*. Disney gets criticized a lot for the way it’s tried to adapt its brand to a changing audience (and changing world), but I can appreciate the jam they’re in. Things were simpler fifty years ago. Today, animated features, even those primarily directed at kids, have to appeal to adult audiences as well, creating the bastard genre of “kidult.” Such films are then marketed as being “for kids, but parents will love them too!” I wonder if either audience is satisfied.
*. It’s refreshing then to go back to a time when a movie for kids was just a movie for kids. The only “adult” moment that registered for me here was Thomas O’Malley’s double-take when, in full PUA mode, he realizes the sexy Duchess is actually a single mom with three kids in tow. But he rolls with it and I’m sure kids at the time thought it was all good. What self-respecting man-on-the-prowl would balk at taking on three adorable toddlers?
*. Of course, the downside of Disney sticking with what Disney does (or did, back in the day) is that their productions became formulaic. The Aristocats is a feline Lady and the Tramp (1955), and Phil Harris (voicing O’Malley) was criticized for just redoing his turn as Baloo from The Jungle Book. There are no surprises in the plot, which had to be stretched as it was just to make 78 minutes. But it’s good clean fun, and the cats are posh without being snobs. I don’t think I saw it as a kid, but I had a picture book of it that I loved.
*. The story has a rich ex-opera singer living in Paris living in a mansion with a pampered cat who has three kittens. One day, her bumbling butler overhears her making her will and leaving all her money to the cats, with the estate then reverting to him. Impatient (and poor at math) he decides upon the time-honored expedient of dumping the cats out in the country. This may be taken as kinder than actually killing them outright, and he will be served much the same way at the end, but having lived in the country most of my life and had plenty such cats show up in my barn I can tell you that most don’t make it and it might be less cruel to just put them down.
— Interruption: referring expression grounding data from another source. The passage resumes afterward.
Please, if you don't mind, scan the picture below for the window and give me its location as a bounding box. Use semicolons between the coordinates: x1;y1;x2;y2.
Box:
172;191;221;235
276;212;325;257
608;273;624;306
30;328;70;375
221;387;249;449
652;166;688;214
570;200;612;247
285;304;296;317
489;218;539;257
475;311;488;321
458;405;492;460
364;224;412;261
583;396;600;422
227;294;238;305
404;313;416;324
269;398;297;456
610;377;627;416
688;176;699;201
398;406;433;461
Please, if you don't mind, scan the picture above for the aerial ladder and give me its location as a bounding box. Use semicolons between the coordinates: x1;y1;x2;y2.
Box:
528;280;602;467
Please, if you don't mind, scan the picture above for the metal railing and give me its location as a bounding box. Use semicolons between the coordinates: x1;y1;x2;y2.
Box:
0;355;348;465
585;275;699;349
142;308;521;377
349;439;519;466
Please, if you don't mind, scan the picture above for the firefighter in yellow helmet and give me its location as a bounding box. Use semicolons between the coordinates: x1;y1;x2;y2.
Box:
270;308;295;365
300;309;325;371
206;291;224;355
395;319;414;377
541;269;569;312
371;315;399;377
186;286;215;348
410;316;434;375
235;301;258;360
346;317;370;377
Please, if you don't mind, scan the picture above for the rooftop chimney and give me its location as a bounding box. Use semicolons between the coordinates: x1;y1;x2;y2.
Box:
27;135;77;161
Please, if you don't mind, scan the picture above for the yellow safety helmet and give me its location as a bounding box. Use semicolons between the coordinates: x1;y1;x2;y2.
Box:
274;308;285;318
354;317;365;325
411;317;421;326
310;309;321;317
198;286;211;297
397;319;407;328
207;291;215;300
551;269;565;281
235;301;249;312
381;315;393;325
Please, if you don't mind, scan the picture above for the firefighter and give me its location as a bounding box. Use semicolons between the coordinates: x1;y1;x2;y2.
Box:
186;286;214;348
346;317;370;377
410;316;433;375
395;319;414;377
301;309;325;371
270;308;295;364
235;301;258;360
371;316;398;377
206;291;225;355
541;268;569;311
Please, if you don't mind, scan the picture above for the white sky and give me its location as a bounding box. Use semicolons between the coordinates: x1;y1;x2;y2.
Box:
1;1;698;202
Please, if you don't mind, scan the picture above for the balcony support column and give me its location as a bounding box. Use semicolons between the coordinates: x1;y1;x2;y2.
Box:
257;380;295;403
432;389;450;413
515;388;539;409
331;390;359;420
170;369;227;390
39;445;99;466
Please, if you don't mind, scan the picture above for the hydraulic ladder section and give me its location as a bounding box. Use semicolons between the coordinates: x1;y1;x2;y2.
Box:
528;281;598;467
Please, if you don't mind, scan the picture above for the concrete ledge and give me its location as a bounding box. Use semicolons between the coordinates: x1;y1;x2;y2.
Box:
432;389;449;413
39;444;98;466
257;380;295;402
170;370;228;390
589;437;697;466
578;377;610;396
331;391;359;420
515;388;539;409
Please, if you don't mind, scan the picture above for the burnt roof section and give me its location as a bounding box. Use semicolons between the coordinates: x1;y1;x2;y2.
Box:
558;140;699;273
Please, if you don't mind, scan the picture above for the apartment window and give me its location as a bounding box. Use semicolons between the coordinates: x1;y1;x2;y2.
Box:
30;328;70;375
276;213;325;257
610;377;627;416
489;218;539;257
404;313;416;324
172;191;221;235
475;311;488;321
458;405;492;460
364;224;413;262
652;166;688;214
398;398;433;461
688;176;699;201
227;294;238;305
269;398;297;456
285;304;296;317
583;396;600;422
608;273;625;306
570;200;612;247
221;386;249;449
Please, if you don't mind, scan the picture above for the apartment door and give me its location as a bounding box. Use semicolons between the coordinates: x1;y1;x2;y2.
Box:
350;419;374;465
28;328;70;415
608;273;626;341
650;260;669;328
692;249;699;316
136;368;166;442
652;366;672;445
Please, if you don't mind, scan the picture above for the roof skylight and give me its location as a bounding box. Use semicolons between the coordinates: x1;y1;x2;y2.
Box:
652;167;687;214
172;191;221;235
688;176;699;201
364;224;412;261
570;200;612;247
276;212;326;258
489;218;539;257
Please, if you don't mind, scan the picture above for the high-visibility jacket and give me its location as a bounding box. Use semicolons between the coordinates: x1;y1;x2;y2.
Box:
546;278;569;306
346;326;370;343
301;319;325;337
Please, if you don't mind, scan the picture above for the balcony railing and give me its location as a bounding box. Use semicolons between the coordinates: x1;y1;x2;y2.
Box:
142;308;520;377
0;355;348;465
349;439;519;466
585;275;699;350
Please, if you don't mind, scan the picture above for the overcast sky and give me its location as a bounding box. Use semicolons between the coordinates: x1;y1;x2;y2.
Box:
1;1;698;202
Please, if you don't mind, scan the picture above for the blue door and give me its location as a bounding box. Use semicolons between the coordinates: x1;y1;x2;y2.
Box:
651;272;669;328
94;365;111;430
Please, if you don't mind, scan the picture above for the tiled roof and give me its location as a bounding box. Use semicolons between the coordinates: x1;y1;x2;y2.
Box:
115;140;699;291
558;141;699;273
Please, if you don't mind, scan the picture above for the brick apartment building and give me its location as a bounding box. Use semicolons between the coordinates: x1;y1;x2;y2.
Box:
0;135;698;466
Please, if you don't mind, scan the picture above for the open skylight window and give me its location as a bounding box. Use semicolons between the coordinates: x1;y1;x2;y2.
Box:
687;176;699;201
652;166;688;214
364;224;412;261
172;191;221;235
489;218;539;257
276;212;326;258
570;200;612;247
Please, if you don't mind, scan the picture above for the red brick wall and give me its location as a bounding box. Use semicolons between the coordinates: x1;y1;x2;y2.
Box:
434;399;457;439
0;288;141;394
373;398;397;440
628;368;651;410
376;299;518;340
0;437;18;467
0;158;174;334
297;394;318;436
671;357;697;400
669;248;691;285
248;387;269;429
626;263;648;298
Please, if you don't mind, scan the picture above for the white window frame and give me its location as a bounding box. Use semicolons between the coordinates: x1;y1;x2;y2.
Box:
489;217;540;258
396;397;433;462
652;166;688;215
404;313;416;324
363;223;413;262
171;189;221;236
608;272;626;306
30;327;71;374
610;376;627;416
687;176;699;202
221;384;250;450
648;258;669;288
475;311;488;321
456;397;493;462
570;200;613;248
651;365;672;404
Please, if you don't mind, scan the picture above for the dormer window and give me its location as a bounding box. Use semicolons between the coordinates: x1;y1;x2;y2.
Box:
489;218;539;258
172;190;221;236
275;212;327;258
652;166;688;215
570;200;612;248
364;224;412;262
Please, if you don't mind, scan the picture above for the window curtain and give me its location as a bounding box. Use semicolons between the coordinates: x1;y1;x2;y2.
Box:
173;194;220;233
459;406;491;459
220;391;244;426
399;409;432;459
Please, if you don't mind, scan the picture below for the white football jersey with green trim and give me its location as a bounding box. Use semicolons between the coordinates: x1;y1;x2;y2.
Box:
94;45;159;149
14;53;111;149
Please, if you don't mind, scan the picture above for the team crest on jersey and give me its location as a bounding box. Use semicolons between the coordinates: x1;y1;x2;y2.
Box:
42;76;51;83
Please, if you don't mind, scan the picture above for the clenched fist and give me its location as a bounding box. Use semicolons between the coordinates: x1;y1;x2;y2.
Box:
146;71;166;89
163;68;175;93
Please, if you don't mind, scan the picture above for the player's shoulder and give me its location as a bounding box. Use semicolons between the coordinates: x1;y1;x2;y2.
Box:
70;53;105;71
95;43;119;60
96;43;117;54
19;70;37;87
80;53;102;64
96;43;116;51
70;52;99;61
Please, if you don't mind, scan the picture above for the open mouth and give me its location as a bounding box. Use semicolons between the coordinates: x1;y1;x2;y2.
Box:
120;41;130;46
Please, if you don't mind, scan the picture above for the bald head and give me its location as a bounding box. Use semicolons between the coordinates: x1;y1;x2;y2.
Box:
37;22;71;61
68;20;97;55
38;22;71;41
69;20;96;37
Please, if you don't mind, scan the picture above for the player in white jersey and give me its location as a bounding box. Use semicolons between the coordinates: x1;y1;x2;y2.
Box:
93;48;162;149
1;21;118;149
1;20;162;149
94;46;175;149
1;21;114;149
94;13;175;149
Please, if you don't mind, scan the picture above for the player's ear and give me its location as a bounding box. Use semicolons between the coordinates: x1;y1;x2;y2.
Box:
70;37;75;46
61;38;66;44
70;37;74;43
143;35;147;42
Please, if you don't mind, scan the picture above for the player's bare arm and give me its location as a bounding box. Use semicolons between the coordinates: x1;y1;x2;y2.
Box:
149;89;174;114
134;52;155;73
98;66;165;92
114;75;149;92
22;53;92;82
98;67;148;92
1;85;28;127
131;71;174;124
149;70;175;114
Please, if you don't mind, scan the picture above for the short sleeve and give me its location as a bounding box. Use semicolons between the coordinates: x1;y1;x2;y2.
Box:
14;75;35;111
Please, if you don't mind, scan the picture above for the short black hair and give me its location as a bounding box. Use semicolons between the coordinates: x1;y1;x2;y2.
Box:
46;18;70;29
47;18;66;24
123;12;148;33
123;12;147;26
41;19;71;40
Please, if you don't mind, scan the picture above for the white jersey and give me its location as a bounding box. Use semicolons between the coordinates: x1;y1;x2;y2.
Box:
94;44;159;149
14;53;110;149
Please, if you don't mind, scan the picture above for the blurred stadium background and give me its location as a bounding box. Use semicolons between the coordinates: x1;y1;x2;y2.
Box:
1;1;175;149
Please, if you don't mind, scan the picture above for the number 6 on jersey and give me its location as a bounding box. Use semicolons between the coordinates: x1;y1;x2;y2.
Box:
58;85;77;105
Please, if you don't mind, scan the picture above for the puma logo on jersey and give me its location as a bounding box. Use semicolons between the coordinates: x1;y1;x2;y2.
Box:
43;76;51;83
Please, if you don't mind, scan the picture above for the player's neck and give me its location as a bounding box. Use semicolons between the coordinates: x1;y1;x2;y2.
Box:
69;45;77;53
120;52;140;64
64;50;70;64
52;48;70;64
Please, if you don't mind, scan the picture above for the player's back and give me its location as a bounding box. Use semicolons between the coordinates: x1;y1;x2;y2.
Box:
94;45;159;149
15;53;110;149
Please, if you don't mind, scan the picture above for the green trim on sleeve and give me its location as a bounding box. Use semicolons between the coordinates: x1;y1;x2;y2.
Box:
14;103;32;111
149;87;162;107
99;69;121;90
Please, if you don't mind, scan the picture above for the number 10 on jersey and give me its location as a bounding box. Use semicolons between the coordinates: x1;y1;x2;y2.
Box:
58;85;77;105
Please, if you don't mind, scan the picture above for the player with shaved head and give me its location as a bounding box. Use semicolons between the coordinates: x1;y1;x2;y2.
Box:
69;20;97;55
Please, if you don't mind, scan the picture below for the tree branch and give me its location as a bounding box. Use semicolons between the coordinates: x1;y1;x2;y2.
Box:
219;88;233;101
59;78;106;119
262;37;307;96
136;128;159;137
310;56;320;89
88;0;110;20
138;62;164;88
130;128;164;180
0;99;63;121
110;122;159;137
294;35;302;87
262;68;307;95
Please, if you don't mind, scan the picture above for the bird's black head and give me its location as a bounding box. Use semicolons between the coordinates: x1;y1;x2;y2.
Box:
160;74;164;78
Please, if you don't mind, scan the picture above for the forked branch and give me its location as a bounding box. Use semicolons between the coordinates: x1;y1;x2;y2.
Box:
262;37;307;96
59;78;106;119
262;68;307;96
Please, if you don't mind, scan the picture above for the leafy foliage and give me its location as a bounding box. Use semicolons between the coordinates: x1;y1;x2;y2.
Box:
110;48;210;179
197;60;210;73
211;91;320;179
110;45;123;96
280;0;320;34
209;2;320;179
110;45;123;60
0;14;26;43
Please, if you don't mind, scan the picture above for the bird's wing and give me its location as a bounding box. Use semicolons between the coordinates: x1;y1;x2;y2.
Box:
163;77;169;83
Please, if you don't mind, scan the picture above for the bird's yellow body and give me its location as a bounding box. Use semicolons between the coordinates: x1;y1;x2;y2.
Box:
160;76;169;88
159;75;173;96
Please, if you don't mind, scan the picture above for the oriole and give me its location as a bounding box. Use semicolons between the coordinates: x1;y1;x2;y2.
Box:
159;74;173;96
*. Critics carped that the animation wasn’t up to the classic, lush Disney style, but I think it works well with the material. I especially like the sketchy effect of the hair. The music, however, is a bit disappointing. There’s only the one good number (“Ev’rybody Wants to Be a Cat”) while the rest of the songs are disposable. The lyrics are good enough but the music is pedestrian and won’t be having you singing or humming along with any of the tunes. Even Maurice Chevalier coming out of retirement can’t save the title track.
*. The other issue with old Disney movies is that they don’t play as the most politically correct flicks today. The Chinese swinger has even been cut from some versions, and I don’t think that’s any loss at all. And there are gender stereotypes too. Today I don’t think you’d see the boy kitten wanting to grow up to be a rough-tough alley cat and the girl kitten being such a princess. And Duchess would have more “agency” (to get the lingo right) instead of having to be saved all the time by O’Malley. Really, she doesn’t do much by herself except make sure the kittens are bathed and put to bed.
*. The voices are hit and miss. Eva Gabor struck me as a bit old for Duchess, but then I guess she’s a mature feline. Harris I didn’t think added much as O’Malley. He’s a bland bit of rough, but cleans up well. Scat Cat was supposed to be voiced by Louis Armstrong but Satchmo was ill and Scatman Crothers filled in, playing Louis Armstrong nicely. Hearing Sterling Holloway made me think of Winnie the Pooh and not Roquefort the mouse detective. I wasn’t sure what two Southern bloodhounds were doing in the French countryside, but they’re just extras anyway.
*. Granted this is vintage Disney in a minor key, it still seems to me to be better children’s entertainment than most of the Pixar/Disney product on offer today. It doesn’t carry any message except the importance of not judging others too quickly. And of course there’s also the old myth being recycled of a “natural” social order, which holds that abandoned nobility will always re-ascend to its rightful place one way or another. This is the tale of Oliver Twist and King Arthur and Sargon of Akkad. The aristos being placed in a basket and tossed in a stream makes the point pretty clear. That’s an enduring fantasy though, and after 3,000 years of continual use it’s probably pointless for even the most progressive among us to complain about it now.